The program kicked off last year with six groups participating. It was a great success, and this year there are already 23 groups involved. Almost every team has been adopted at least once—exceptions are football and men’s and women’s basketball, which already have sufficient fan support, and golf, which doesn’t lend itself to rowdy bands of supporters. Some teams have multiple groups supporting them.

"It’s made a tremendous difference at our matches," says Dave Shondell, Head Women’s Volleyball Coach. "The biggest thing they do is set the tone in our gym. Before, we had pretty good crowds but it was kind of a ‘sit on your hands’ atmosphere. At our matches now, from start to finish they’re on their feet making noise, and they really get into it—they’ve even got a unique chant for every one of our players. The rest of the crowd responds favorably to all their energy, and I think it’s made our home court environment one of the best in the country."

The students that adopted the volleyball team are nicknamed the Tark Sharks (after their home, Tarkington Residence Hall), and with 106 members they make up the largest Purdueligan group.
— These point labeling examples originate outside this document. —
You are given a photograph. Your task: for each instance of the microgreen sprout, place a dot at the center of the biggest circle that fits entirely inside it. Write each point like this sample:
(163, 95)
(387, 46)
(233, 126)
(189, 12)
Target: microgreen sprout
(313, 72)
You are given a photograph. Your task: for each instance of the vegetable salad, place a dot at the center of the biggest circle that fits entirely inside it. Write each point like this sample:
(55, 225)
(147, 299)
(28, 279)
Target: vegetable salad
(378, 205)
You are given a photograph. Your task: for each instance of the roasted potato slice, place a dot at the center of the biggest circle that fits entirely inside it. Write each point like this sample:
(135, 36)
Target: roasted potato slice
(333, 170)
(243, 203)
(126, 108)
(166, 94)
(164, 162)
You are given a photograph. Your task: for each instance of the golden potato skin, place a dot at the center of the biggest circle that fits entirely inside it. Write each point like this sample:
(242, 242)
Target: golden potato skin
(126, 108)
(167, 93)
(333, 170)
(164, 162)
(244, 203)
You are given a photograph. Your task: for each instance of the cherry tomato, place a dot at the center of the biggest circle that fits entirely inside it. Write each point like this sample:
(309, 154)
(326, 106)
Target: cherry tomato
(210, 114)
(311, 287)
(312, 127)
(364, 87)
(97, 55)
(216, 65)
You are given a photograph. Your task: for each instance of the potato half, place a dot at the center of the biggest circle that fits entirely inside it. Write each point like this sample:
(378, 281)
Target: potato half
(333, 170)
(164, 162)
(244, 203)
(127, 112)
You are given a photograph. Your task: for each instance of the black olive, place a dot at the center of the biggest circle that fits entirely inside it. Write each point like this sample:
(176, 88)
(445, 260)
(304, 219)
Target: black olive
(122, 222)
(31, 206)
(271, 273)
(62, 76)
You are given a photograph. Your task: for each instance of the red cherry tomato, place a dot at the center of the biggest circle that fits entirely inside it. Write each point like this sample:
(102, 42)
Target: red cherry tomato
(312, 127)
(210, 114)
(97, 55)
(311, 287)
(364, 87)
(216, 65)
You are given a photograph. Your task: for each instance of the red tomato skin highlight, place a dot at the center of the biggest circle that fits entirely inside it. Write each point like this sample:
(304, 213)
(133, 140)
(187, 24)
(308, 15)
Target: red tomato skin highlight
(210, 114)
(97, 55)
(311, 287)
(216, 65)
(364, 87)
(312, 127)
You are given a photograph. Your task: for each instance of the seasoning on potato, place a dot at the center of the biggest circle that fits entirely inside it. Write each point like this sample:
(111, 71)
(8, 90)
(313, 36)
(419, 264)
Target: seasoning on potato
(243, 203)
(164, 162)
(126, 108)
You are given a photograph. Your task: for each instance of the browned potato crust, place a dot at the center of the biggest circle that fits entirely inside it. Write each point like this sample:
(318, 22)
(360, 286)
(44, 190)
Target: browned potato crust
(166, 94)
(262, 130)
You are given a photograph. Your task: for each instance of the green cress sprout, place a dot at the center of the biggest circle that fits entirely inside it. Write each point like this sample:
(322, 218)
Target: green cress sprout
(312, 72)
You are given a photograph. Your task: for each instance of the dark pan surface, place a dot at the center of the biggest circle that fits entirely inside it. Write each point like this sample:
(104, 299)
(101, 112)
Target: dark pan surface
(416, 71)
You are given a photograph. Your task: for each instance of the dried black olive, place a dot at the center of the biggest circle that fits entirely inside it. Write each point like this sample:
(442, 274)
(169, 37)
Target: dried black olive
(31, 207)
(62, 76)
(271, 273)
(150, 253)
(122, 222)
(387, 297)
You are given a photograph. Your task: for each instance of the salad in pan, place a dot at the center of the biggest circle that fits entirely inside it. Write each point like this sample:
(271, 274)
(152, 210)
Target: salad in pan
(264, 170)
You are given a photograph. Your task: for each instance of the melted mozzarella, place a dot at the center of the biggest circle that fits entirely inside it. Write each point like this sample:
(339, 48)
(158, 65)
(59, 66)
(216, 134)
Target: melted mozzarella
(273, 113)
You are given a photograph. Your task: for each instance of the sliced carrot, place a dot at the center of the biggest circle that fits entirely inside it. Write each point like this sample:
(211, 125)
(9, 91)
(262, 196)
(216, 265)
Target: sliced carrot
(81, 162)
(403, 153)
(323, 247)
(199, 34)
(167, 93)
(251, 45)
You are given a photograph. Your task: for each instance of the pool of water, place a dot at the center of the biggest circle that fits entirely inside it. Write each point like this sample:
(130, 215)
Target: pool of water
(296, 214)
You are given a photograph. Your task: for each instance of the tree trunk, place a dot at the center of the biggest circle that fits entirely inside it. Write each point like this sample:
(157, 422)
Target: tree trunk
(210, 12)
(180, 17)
They’re also the most organized—students arrive at matches early to distribute pre-printed cheers, and they even collect dues from each member and use the money to travel to away games.

Since the adopt-a-sport groups are sanctioned by the athletic department, they’re encouraged to be as supportive as possible but never to cross the line that separates loud and spirited from vulgar and abusive. "Before the season begins, we communicate our expectation that they always keep things clean, because we consider our home events to be a family environment," says Fetzer. "We want them to be crazy, noisy fans having fun, but we don’t want them cursing or heckling individual players. We encourage them to be a positive influence for the team and a good role model for other fans, and they’ve been really good about it."

To ensure that students honor their attendance commitment, ID cards are swiped at each event, and any who don’t meet the season requirement are charged five dollars for their T-shirt. But Fetzer says students hold each other accountable within their group, so the turnouts are consistently high.

"Last year we had some guys who didn’t come out to a women’s tennis match, and one of our interns e-mailed them to say that this was unacceptable," she says. "The guys felt so bad, they wrote an apology and bought a flower for every person on the tennis team. The players were so pleased to see that these guys really cared, they made cookies and brownies for them before all the rest of their home matches."

Other teams have shown appreciation for their groups in different ways. The soccer team spent a night bowling with its adoptive group, and the volleyball team heads to Tarkington Hall once a month for a barbeque with the Tark Sharks. And in all sports, the P.A. announcer at each event takes a moment to thank the Purdueligans for showing up to support their team.

The adopt-a-sport program has been so successful in bolstering student attendance that Fetzer says many coaches at Purdue now view it as their number-one promotional tool. "When we have our preseason meetings with coaches, the first question we’re getting now is, ‘What groups have us this season?’" she says. "They saw how great it could be last year, and so this year they don’t ask how we’re going to advertise or how we’re promoting their team—they want to know who is adopting them."